Conception froissa son éventail dans ses mains avec impatience.

– Il ne s’agit point de journaux, mais du duc, dit-elle. Tu étais son valet de chambre, n’est-ce pas ?

– Oui, señora.

– Alors, tu dois savoir comment le duc est mort, beaucoup mieux que les journaux.

– C’est vrai ; mais je dois répéter à la señora ce qu’on a dit.

– Qu’a-t-on dit ?

– Le duc avait un cheval qu’il aimait beaucoup.

– Ah !

– Ce cheval, qui se nommait Ibrahim, avait le charbon. Le duc le caressa, le soigna sans prendre aucune précaution, et il gagna le terrible mal. Voilà ce que les journaux ont dit.

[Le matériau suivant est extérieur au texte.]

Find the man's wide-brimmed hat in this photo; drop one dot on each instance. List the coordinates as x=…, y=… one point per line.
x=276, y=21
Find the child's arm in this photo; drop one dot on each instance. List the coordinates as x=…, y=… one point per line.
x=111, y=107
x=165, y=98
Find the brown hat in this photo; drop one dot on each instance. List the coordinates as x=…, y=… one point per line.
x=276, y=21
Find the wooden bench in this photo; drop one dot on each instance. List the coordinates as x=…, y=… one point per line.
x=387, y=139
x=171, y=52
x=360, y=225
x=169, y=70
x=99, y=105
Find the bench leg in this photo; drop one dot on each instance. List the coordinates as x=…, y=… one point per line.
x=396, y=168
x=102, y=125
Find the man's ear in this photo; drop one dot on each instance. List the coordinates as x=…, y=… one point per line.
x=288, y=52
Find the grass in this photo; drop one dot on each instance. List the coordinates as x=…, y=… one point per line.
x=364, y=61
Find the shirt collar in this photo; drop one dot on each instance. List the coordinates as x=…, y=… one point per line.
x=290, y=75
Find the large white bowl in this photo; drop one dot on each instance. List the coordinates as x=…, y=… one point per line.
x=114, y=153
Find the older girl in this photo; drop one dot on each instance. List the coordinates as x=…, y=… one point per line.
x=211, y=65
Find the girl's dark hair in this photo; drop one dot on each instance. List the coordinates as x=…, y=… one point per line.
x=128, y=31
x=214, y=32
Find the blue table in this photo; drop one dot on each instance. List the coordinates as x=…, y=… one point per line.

– Et cela n’est pas vrai ?

– Ce n’est pas exact, du moins.

– Le duc n’est pas mort du charbon ?

– Si, mais ce n’est point le cheval qui le lui a donné.

– Explique-toi, Zampa, dit la jeune fille qui perdait patience et que poussait cependant une invisible curiosité.

– Le duc est mort du charbon, aussi bien que le cheval, reprit le Portugais ; mais le duc et le cheval ont tous deux gagné le mal séparément, bien que de la même façon.

– Comment cela ?

– Le cheval a été piqué sous le ventre avec une épingle plongée dans le cadavre en putréfaction d’un cheval mort du même mal.

– Et le duc ?

– Le duc, le jour même, était assis devant une table et venait d’écrire des lettres. En voulant se lever, il appuya ses deux mains sur les bras du fauteuil sur lequel il était assis. Presque en même temps, il poussa un cri ; j’entendis, car j’étais dans le cabinet de toilette, et, comme j’accourais, il me montra sa main dont la paume était jaspée d’une goutte de sang.

Zampa regarda Conception.

Mademoiselle de Sallandrera ne comprenait pas encore.

Le Portugais poursuivit :

– Il paraît que l’épingle avec laquelle on avait piqué le cheval s’était retrouvée, la pointe en l’air, dans le fauteuil du duc.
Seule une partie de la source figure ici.